In mid-Jul-2018 to Aug-2018, a series of large wildfires erupted across California, mostly in the northern part of the state, including the destructive Carr Fire and the Mendocino Complex Fire. On 04-Aug-2018, a national disaster was declared in Northern California, due to the extensive wildfires burning there.
In Nov-2018, strong winds caused another round of large, destructive fires to erupt across the state. This new batch of wildfires included the Woolsey Fire and the Camp Fire, the latter of which killed at least 85 people and destroyed more than 18,000 structures, becoming both California’s deadliest and most destructive wildfire on record.
The insurance industry is bracing for payouts exceeding last year’s record USD11.8 billion payments to Northern California fire victims and prompt insurers to raise premiums or decline to sell policies entirely to homes in high-risk areas across the State.
The disaster relief effort has resulted in a significant uplift in hotel demand in wildfire-affected areas of California, specifically Butte County and the Oxnard/Ventura submarket, according to new data from STR’s Consulting & Analytics office. “The hotel performance impact has been stronger in the areas around the Camp Fire, and that is largely due to market structure,” explains Hannah Smith, a consultant at the benchmarking specialist.
“Butte County, and the surrounding counties affected by the Camp Fire, account for just 94 hotels and 4,810 rooms.

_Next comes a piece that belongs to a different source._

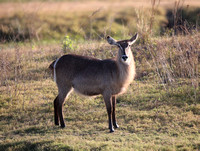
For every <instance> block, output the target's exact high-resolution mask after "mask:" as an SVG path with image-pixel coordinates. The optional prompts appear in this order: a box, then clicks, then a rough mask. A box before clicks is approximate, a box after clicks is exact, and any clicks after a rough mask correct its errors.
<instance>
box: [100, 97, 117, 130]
mask: <svg viewBox="0 0 200 151" xmlns="http://www.w3.org/2000/svg"><path fill="white" fill-rule="evenodd" d="M103 97H104V101H105V104H106V109H107V113H108V124H109V129H110V133H112V132H114V128H113V124H112V110H113V108H112V99H111V98H112V97H111V95H106V96H103Z"/></svg>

Roughly 75% of that supply is classified in the midscale or economy segments, which are much more likely to accommodate longer-term, disaster-related demand. For comparison, the Oxnard/Ventura submarket and its surrounding areas comprise 40,950 rooms across 420 hotels. Only 28% of that supply is in those midscale and economy classes, while more than 45% is classified as upper upscale or luxury,” she says.
STR’s data shows that from 7-27-Nov-2018, Butte County reported a +43.3% increase in demand (room nights sold) when compared with the same days in 2017. As a result, occupancy jumped to 85.6%, and average daily rate (ADR) grew to USD102.49. The county’s peak demand increase occurred on 25-Nov-2018, highlights STR, as demand grew +120.1% year over year on the Sunday that followed Thanksgiving.
The hotel performance impact during the first week of the Woolsey Fire was more widespread across the region, notes STR. During the second week of the wildfire, however, the impact became most concentrated in the Oxford/Ventura submarket, it says. From 7-23-Nov-2018, a +12.4% lift in demand pushed a +12.4% increase in occupancy to 81.9% and an +8.0% lift in ADR to USD145.05. During the same time period, noticeable demand increases were also seen in other STR submarkets such as Santa Monica/Marina Del Rey (+9.3%), Los Angeles North (+8.9%) and Hollywood/Beverly Hills (+3.6%).